Concernant les textiles, linges de maison et chaussures (TLC), la Commune souhaite conventionner avec Refashion, l’éco-organisme national chargé de cette filière. Cette convention permet d’organiser la collecte, les actions de sensibilisation et surtout le traitement de l’intégralité des tonnages collectés. Elle constitue également une condition nécessaire pour que Trivalis puisse mettre en place une solution de reprise sans frais à l’échelle vendéenne.
Face aux difficultés actuelles de la filière textile, le Conseil est également appelé à donner son accord de principe pour permettre à Trivalis d’organiser rapidement la collecte et le traitement sans frais des TLC déposés à la déchèterie communale.
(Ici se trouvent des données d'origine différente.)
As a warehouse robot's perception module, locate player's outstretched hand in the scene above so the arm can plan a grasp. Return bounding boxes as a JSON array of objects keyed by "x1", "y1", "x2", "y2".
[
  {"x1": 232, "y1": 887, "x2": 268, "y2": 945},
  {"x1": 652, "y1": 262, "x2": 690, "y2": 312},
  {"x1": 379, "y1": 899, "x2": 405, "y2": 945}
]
La même philosophie s’applique aux jouets. Du 2 au 30 novembre, l’Ile d’Yeu participera à la Grande Collecte Solidaire des Jouets. Des points de collecte pourront être installés. La Recyclerie communale réceptionnera les dons et pourra remettre en circulation les jouets en bon état, à petit prix voire gratuitement pour certains usagers. Les objets ne pouvant être réemployés rejoindront les filières adaptées.
Ces actions poursuivent un objectif commun : faire du réemploi un réflexe local et limiter autant que possible la quantité de ressources qui deviennent des déchets.

Église Notre-Dame-du-Port : préparer aujourd’hui une rénovation qui s’inscrira dans la durée
La rénovation de l’église Notre-Dame-du-Port entre dans une nouvelle étape. À la suite du diagnostic sanitaire réalisé sur l’édifice, la Commune prépare un programme de travaux destiné à préserver durablement ce patrimoine, avec une réalisation prévue en plusieurs phases et sur plusieurs années.
Deux décisions complémentaires permettent de préparer cette opération.
La première concerne la maîtrise d’œuvre. La Commune a retenu le groupement Niguès Architecte, qui assurera la programmation et le suivi des travaux, pour un marché de 178 620 € HT : 81 380 € HT en tranche ferme et 97 240 € HT en tranche optionnelle.
La seconde concerne l’autorisation d’urbanisme nécessaire avant les travaux. Les interventions envisagées portent sur la reprise partielle ou totale, à l’identique, des couvertures en tuiles et en ardoises, la réfection de certains enduits, la reprise de l’étanchéité du clocher et de sa couverture en cuivre ainsi que le remplacement de certaines menuiseries extérieures. Ces interventions nécessitent le dépôt d’une déclaration préalable.
Il ne s’agit donc pas encore d’engager simultanément l’ensemble des travaux, mais de poser les bases techniques, architecturales et administratives d’un chantier pluriannuel.
Cette programmation doit permettre à la Commune de concilier deux impératifs : intervenir sur les désordres identifiés et organiser dans le temps la restauration d’un édifice emblématique du patrimoine de Port-Joinville.